È tutto completamente buio. Tutto nero, più scuro della notte, più scuro delle profondità marine. Più scuro di qualsiasi altra cosa abbia mai visto; perché è tanto scuro da mancarmi il fiato, da farmi perdere un battito. Tanto scuro da farmi paura, come effettivamente non ne ho mai provata prima.
Nel buio, le uniche cose che riesco a sentire sono il rumore dell'acqua che scorre. Potrebbe essere il mare, o un fiume. Più semplicemente, potrebbe essere qualche goccia caduta da un rubinetto lasciato aperto per sbaglio, per quanto ne so. Nel buio, sento un odore, sopra tutti gli altri. C'è uno strano odore di fiori, ma non sono sicuro di che fiori siano; ed è mischiato ad un odore che riconoscerei anche da chilometri, o in mezzo alla gente.
L'odore dello shampoo di Martina mi arriva addosso, portato da una brezza leggerissima.
Sento anche freddo, sulla pelle. Come fossimo all'aria aperta, con le intemperie che ci finiscono addosso. E noi fermi lì, immobili, forse ad aspettare che succeda qualcosa. Forse fermi sotto la neve così, per gioco. Forse perché lo voleva lei, o forse perché l'ho voluto io.

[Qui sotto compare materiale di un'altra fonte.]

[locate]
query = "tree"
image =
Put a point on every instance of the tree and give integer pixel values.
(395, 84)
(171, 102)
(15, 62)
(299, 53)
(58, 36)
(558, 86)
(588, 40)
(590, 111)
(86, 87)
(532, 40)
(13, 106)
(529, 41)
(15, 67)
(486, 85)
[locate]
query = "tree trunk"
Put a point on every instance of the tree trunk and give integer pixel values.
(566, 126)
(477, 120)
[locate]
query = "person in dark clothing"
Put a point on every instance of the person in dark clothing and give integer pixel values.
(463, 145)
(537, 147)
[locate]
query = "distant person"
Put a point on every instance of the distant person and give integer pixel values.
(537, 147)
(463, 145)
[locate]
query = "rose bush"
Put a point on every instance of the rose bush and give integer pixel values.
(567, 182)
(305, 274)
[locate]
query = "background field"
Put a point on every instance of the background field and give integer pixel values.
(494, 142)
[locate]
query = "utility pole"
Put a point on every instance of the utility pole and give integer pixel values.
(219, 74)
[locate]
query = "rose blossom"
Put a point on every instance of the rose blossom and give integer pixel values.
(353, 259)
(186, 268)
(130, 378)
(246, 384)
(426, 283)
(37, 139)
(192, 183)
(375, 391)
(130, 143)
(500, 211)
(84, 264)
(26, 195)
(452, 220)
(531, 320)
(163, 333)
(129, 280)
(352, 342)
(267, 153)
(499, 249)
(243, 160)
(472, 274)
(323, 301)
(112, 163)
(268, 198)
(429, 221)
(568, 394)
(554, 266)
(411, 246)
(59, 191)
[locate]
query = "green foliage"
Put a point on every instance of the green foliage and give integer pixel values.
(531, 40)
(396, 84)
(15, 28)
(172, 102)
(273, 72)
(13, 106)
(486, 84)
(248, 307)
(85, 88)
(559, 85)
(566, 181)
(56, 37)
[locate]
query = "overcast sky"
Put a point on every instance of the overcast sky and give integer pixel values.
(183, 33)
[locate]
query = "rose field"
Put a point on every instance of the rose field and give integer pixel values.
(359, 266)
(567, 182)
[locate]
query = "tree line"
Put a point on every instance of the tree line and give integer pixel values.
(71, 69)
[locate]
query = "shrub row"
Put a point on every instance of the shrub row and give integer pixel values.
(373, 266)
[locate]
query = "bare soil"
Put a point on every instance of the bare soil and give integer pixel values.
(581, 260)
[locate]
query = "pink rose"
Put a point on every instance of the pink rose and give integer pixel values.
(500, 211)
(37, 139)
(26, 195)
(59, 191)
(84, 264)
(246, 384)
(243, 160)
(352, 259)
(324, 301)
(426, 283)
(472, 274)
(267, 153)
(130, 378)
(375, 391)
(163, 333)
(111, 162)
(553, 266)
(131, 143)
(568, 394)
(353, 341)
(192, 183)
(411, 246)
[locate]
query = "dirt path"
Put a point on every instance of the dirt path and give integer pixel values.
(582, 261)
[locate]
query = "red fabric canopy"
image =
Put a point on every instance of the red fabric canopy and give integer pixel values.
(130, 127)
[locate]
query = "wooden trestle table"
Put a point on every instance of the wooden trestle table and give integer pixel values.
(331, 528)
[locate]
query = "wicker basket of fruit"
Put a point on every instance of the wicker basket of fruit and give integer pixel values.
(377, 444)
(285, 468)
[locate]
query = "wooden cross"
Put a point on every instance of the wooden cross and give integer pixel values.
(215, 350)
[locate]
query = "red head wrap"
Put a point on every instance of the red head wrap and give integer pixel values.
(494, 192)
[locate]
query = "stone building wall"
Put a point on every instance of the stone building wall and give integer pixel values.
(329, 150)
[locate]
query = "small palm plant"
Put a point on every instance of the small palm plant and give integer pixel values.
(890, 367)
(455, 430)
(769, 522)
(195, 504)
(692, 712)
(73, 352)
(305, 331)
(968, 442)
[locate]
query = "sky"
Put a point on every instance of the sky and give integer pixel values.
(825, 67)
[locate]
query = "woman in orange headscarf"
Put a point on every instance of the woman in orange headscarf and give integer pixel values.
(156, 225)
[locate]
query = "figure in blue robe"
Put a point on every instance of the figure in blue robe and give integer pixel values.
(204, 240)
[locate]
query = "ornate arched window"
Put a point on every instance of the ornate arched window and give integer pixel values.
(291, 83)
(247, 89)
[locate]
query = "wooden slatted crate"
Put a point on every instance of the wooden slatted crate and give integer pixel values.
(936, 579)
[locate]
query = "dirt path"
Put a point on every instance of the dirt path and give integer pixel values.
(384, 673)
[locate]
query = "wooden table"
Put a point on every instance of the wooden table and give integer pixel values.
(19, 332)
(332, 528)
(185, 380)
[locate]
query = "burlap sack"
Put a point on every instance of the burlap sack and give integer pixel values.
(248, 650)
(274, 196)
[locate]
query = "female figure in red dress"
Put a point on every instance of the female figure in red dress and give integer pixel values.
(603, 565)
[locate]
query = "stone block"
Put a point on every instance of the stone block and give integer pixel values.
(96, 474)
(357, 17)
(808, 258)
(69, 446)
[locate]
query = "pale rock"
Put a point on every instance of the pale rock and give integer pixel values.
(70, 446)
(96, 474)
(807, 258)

Non lo so. Non me lo ricordo. Ricordo poco o niente. Sento fin troppo. E non vedo niente. Nemmeno la mia stessa ombra, o una luce seppur minima proveniente da chissà dove. Niente, se non le tenebre, le profondità del mare, o qualunque cosa sia tutto quel nero.
Non faccio in tempo a capirlo, però, che sento le dita della ragazza al mio fianco staccarsi delicatamente dalle mie. Staccarsi le une dalle altre come se non significasse nulla e come se io non potessi né riuscissi a fare niente per impedirlo. La sento semplicemente staccarsi da me, lasciarmi un bacio a fior di labbra e allontanarsi senza dire niente.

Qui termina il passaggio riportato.